FDIC Revises Guidance on Operation Choke Point (July 29, 2014)
The FDIC has clarified its previous guidance related to the DOJ’s Operation Choke Point, which encourages financial institutions to scrutinize payment processor clients that process payments for certain types of businesses. The FDIC’s original guidance to banks, published in 2008, described the potential risks associated with dealing with third-party payment processors (TPPPs). That guidance—along with an informational article published in 2011—included an example list of “risky” merchant types, effectively discouraging banks from associating with TPPPs that provide processing for merchants, such as telemarketers and tobacco sellers, among others.
Operation Choke Point has come under fire from Congress and merchants, which argue the program is being used to target legitimate businesses that DOJ simply deems unsavory, including payday lenders and money services businesses.
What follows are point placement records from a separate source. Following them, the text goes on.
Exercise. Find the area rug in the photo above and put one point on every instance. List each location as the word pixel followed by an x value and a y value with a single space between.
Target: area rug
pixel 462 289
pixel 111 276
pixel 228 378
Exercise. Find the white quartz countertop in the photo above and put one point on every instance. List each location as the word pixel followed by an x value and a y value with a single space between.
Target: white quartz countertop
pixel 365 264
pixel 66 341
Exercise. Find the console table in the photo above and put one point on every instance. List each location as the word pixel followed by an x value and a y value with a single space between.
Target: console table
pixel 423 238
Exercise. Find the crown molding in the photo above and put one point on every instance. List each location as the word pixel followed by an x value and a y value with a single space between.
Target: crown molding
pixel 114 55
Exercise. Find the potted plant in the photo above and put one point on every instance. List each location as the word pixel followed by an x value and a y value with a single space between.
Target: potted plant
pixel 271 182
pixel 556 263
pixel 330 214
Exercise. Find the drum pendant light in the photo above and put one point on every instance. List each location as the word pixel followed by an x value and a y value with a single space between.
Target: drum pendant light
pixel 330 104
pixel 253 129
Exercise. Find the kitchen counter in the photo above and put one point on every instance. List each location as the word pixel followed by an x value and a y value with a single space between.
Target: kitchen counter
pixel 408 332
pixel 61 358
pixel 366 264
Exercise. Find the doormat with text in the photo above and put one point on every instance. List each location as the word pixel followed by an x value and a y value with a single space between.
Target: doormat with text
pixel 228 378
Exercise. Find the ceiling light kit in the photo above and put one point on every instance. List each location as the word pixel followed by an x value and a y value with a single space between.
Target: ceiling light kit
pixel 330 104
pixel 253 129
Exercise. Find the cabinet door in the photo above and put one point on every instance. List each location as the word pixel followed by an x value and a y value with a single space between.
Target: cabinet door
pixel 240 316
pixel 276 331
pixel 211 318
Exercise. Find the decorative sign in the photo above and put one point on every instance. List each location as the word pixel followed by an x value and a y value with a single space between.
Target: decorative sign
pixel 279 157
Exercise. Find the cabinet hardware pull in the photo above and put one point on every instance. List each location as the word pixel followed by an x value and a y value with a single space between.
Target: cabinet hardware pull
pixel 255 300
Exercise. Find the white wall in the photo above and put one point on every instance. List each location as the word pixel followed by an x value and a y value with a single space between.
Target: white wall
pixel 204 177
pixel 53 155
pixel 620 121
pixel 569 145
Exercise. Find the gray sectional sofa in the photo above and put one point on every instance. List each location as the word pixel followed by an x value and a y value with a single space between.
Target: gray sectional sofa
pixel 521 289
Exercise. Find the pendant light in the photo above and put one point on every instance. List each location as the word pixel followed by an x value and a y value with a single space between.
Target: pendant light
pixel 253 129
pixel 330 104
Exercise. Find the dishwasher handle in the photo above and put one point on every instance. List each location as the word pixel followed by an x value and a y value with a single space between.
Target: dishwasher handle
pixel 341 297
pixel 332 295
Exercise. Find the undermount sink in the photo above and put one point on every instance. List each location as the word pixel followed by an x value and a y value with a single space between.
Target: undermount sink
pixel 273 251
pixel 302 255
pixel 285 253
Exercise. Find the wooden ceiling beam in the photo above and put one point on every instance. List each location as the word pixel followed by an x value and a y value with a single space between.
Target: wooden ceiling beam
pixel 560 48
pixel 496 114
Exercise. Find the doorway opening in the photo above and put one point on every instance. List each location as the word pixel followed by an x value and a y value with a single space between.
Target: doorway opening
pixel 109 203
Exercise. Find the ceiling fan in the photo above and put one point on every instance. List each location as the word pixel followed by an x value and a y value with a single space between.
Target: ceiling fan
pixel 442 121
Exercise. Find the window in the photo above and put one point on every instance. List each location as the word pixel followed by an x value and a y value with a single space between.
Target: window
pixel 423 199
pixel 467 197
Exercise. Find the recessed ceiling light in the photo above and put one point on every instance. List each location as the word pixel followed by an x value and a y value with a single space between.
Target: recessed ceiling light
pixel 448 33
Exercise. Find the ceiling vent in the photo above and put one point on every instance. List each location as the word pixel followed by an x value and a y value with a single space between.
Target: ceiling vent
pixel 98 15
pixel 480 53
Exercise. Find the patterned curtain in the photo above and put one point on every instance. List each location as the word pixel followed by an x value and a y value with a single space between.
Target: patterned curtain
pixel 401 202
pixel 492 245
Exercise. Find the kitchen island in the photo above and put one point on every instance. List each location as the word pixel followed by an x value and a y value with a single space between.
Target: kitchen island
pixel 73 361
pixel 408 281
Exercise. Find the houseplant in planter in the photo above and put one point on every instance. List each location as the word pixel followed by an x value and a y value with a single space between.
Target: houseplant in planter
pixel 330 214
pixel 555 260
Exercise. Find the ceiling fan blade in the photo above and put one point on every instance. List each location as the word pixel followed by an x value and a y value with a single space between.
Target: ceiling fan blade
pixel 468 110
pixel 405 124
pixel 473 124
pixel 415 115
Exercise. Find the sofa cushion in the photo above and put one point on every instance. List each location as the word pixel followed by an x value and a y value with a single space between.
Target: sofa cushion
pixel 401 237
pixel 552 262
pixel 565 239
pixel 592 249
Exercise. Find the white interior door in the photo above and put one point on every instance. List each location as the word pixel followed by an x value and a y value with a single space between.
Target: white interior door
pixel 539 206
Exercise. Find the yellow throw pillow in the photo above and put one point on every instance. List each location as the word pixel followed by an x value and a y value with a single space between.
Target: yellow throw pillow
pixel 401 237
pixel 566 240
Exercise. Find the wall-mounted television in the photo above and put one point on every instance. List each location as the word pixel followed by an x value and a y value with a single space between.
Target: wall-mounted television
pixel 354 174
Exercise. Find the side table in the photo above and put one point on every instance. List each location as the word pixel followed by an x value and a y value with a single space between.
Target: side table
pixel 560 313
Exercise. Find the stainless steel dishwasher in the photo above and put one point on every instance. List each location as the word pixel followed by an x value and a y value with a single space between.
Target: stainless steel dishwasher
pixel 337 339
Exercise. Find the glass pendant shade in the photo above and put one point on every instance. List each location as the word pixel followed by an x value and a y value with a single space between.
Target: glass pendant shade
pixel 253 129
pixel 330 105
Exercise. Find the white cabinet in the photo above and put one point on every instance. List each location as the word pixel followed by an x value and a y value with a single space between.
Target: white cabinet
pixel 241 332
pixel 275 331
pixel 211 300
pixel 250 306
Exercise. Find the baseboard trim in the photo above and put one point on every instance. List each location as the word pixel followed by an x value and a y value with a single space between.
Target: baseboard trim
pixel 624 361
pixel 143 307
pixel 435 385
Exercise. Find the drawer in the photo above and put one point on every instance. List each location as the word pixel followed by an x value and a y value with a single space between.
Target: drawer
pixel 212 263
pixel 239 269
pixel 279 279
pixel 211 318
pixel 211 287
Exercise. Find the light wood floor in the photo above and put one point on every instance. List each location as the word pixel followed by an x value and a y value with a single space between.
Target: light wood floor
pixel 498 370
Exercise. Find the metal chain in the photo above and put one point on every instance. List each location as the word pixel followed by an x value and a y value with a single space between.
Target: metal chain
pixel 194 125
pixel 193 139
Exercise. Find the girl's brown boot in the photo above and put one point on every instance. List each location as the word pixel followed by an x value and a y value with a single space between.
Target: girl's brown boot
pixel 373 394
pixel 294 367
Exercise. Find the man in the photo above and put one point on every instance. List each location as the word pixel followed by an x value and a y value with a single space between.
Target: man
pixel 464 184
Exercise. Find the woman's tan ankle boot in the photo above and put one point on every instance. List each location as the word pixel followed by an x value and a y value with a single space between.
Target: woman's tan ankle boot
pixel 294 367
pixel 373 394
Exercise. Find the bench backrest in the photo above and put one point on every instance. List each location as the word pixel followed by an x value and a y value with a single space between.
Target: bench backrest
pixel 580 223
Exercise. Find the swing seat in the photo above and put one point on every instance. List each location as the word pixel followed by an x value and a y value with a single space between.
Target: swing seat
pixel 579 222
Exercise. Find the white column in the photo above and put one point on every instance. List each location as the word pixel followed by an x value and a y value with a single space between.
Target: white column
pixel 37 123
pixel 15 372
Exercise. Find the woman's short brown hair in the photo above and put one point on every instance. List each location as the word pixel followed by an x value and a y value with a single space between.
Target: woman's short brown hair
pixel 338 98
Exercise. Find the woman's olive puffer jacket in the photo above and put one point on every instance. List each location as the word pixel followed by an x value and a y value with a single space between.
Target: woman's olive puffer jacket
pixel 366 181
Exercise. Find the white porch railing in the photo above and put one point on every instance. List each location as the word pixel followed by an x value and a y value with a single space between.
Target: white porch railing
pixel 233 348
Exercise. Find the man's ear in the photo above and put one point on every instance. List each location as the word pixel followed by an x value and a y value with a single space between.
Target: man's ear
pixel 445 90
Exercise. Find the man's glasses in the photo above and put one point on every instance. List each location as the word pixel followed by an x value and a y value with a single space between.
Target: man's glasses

In June, a House Oversight and Government Reform Committee published a report claiming the program was harmful to legitimate merchants and lacked legal authority. Meanwhile, payday lender trade group, the Community Financial Services Association of America (CFSAA), sued federal regulators over the initiative.
In the wake of the tumult, the FDIC has reissued its guidance without the controversial list of examples. The list “led to misunderstandings regarding the FDIC’s supervisory approach to institutions’ relationships with TPPPs, resulting in the misperception that the listed examples of merchant categories were prohibited or discouraged,” the agency said.